• handiyse attila ilhan disinda kullanimi tdk tarafindan yasaklanmis, karneyle arz edilmis bir kelimemizdir. handiyse kullanani hapse atacak kadar ileri gidebilirler.
  • bir de selim ileri cok sik kullanir bu kelimeyi. (bkz: evimizin tek istakozu)
  • büyük ünlü uyumuna da ters düştüğü göz önüne alınırsa, hani neredeysenin kısaltılmışı olarak kullanılan uyduruk bir şey izlenimi veriyor..

    ama hayret edilecek şekilde tdk yer vermiş buna... benim kulağımı tırmalıyor ayrı..

    edit: zarfmış bir de bu.. kullanacaklar için lazım olursa diye dedim..
  • içinde ve dışında olmaksızın çemberin (bire bir) üzerinde olmak yahut –e yazmaktır.. b.ka basa yazmakta olduğu gibi kişiyi beladan ve tehlikeden uzak tutan bu durum, pezevenkliğin ucundan dönmüşlükte ise olumsuzluğun-kaçınılması gerekenin bünyeyi sardığına ama adının henüz konmadığına işaret eder.. hani x-y düzleminde (+,+ veya -,- olmadan) kah +,-‘de kah -,+’da seyretmek de denebilir.. öyle ki bu durum beraberinde bir öncülü-iddiayı anlam kazanabilmek için zorunlu kılar.. “durum-konum gereği hareket etmenin” uçbeyi handiyse karşı tarafın-muhattabın mevkilenmesi-mevzilenmesi olmaksızın kişiyi bir şekle büründürmeyişiyle kaypak zeminde inşa çabasının önünde yegane engeldir..

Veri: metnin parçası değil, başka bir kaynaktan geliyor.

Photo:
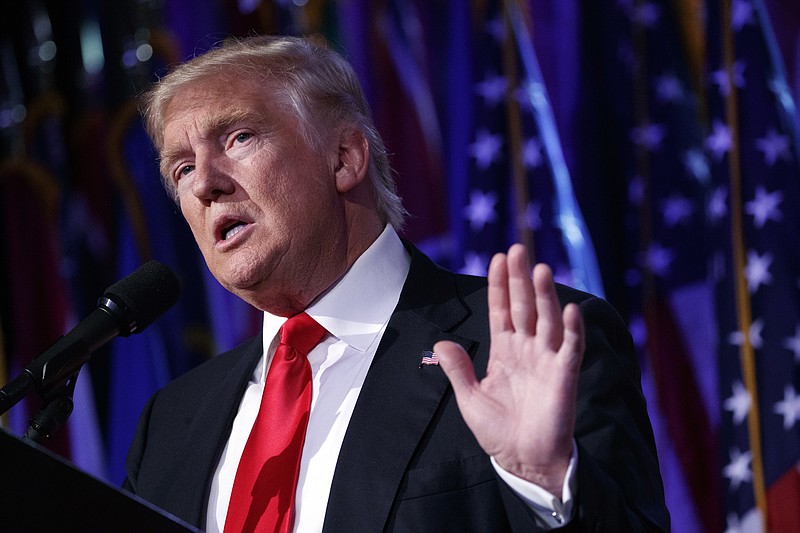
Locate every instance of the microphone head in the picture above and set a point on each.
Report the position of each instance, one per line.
(142, 296)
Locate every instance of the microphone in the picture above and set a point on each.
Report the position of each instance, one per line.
(128, 306)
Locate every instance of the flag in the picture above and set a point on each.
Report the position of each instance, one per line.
(753, 146)
(648, 115)
(511, 183)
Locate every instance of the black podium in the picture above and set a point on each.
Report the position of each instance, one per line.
(40, 491)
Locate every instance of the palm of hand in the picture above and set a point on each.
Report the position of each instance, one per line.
(523, 411)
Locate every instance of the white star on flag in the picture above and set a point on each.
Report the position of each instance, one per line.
(764, 206)
(695, 163)
(738, 470)
(486, 148)
(789, 407)
(739, 402)
(721, 78)
(720, 140)
(775, 146)
(480, 210)
(757, 270)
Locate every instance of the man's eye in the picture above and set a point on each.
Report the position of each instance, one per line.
(184, 170)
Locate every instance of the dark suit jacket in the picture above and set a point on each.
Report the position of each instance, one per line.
(408, 461)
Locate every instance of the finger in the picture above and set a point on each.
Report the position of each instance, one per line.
(574, 344)
(549, 326)
(499, 313)
(521, 290)
(458, 368)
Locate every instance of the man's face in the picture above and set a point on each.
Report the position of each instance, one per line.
(261, 202)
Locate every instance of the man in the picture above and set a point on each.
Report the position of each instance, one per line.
(268, 147)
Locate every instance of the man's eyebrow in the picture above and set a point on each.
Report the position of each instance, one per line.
(210, 126)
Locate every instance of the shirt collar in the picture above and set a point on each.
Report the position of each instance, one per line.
(359, 305)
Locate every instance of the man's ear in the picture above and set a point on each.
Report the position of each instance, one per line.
(353, 161)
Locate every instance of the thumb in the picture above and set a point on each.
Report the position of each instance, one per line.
(457, 366)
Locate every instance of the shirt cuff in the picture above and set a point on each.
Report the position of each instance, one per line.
(550, 510)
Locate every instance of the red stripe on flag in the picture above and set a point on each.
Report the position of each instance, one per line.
(684, 410)
(783, 503)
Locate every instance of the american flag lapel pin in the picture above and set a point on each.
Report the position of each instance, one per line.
(429, 358)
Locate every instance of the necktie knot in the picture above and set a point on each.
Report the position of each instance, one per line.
(301, 333)
(263, 493)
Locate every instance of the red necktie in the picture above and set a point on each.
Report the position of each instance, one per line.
(263, 491)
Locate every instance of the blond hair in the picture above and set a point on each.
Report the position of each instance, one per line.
(316, 82)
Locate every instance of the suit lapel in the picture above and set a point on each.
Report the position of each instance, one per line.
(207, 432)
(397, 402)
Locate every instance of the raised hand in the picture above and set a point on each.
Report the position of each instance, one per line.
(523, 411)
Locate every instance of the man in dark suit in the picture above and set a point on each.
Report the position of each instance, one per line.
(533, 418)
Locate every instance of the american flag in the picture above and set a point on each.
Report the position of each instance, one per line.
(755, 168)
(429, 358)
(515, 184)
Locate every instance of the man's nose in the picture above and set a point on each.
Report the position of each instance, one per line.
(211, 180)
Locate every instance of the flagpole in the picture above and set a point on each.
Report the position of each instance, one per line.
(743, 303)
(518, 173)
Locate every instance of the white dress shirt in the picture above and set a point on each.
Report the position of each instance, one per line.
(355, 312)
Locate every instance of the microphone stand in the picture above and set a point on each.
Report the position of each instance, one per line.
(58, 406)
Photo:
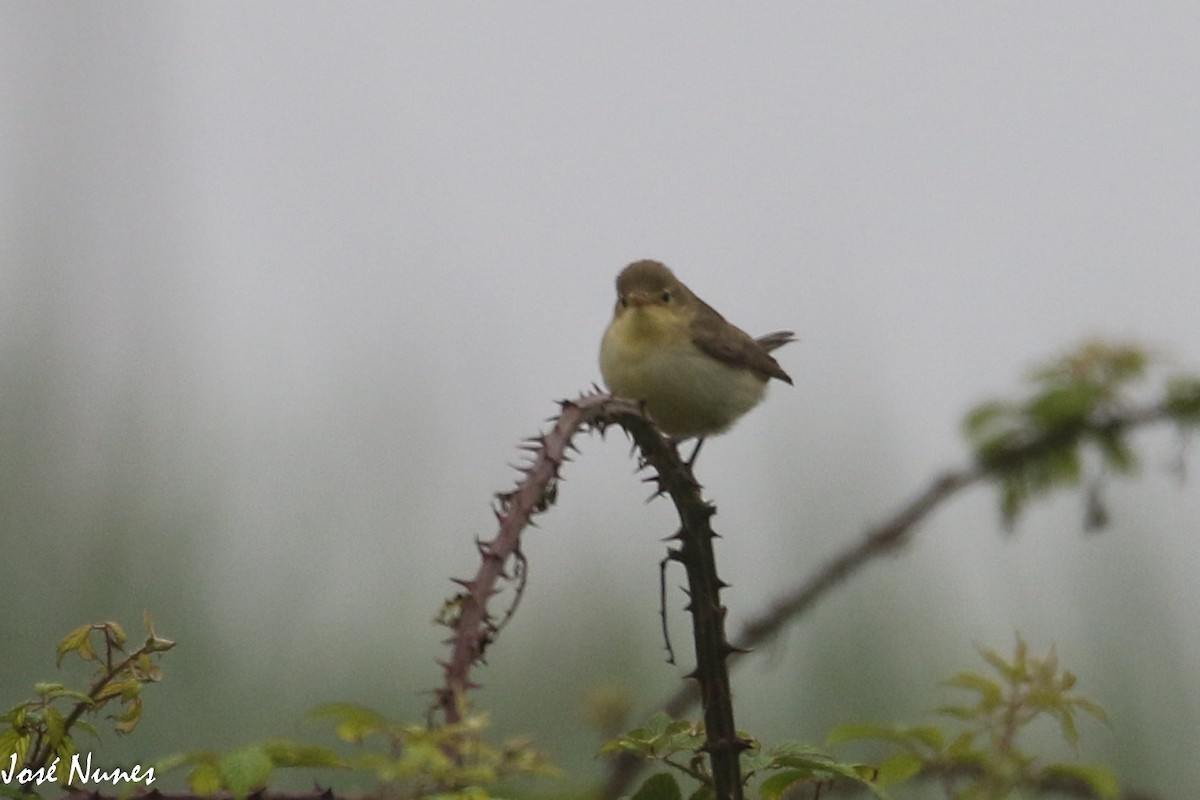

    ben diyebilmenin, belirle(n)menin ezici ağırlığına gönül vermeyen kişi handiyse ile feraha ulaşır da çemberin içine dışarıda, dışardakine içeride gözükmekten kurtulamaz.. bu minvalde red* yahut kabulün* sadece bir yanılsama ve öyleymiş addedilmesine nihai bir karşı çıkış olan handiyse aynı zamanda mevzilenmediği için makam sahibi olamayışın lanet ve zavallılığını da beraberinde taşır..
  • söylendiğinde bir şeyin kenarında durmak, neredeyse o halde oluyormuş gibi olmak ama aslında tam olarak öyle olmamak anlamını çağrıştırıp, eşik üzerine iki ayağını sığdırıp orada dengede durmaya çalışan kişi canlanrıyor gözümde.
  • hürriyet yazarlarından hadi uluengin'in haniyse şeklinde kullanarak zatımı içine çektiği gaflet ve dalalet uykusundan beni uyandıran monty'ye teşekkürlerimi buradan sunduğum, neredeyse ile eş anlamlı zarf tümlecidir.
  • türkçede eşine pek rastlayamayacağınız bir yapısı vardır bu sözcüğün. misal ingilizcede, iki kelime sıklıkla birbirne montajlanıp yeni kelimeler türetilir. bu genelde popüler alanda cereyan eden, eğlenceli bir kullanım biçimidir. kulağımıza fazlasıyla demode ve sanki zorlamaymış gibi gelen handiyse, işte bu pratik dilin güzel ve aslında epey de kullanışlı bir ürünüdür.
  • uyumsuz defne kaman'ın maceralarında buket uzuner'in sıkça kullandığı kelime. ve nedense bana bulunduğu cümleleri yapaylaştırmış gibi geliyor. handiyse..
  • çevirmen celal üster sayesinde 1984'te sıkça gördüğümüz kelime.